EVENT DETAILS AND ABSTRACT


Bellow Lecture Series

Title: A discrete view of correlations: Ruelle resonances and their stochastic stability
Speaker: Maciej Zworski
Speaker Info: Berkeley
Brief Description:
Special Note:
Abstract:

The poles and zeros of zeta functions from Lecture 2 appear in expansions of correlations, $ \rho_{f,g} ( t ) $, or as poles of their power spectra, $ \widehat\rho_{f , g } ( t) $: \[ \rho_{f,g}( t ) := \int_M f ( \varphi_{-t} ( x ) ) g ( x ) dx , \ \ \ \ \widehat \rho_{f,g} ( \lambda ) := \int_0^\infty \rho_{f,g}(t ) e^{ i\lambda t } d t , \] where $ \varphi_t : M \to M $ is an Anosov flow and $ f $ and $ g $ are test functions, say $ f , g \in C^\infty ( X ) $. These poles are called {\em Ruelle} or {\em Pollicott--Ruelle} resonances and they are ``discrete signatures of chaos''.

For instance, in this language {\em exponential decay of correlations} is equivalent to having an {\em essential spectral gap}: a strip with finitely many resonances. Existence of this gap (in successive generality and precision) was shown for contact Anosov flows by Dolgopyat in 1998, Liverani in 2004, Tsujii in 2012 and, in a way also applicable to quantum systems, by Nonnenmacher and the speaker in 2015. On the other hand in joint work with Jin 2016, we showed that for any Anosov flow the essential spectral gap is finite.

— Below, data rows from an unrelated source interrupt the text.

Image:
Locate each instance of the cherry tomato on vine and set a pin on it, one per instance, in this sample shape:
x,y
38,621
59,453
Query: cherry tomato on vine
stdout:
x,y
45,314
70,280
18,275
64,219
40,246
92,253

To have physical meaning Pollicott--Ruelle resonances have to be stable under stochastic perturbations, that is, after adding {\em Brownian motion} to the flow $ \varphi_t $. That can be done in different ways and for homogeneous Brownian motions and any Anosov flows Dyatlov and the speaker did it in 2015. A more subtle result was obtained by Drouot in 2016 for {\em kinetic Brownian motion} on Riemannian manifolds. In a fascinating recent development Dang--Riviere applied microlocal methods to the study of Morse--Smale flows. In that case stochastic stability is related to the spectral properties of the Witten Laplacian and to the 2011 work of Frankel--Losev--Nekrasov on instantons.

Explaining some of this will be the purpose of the last lecture.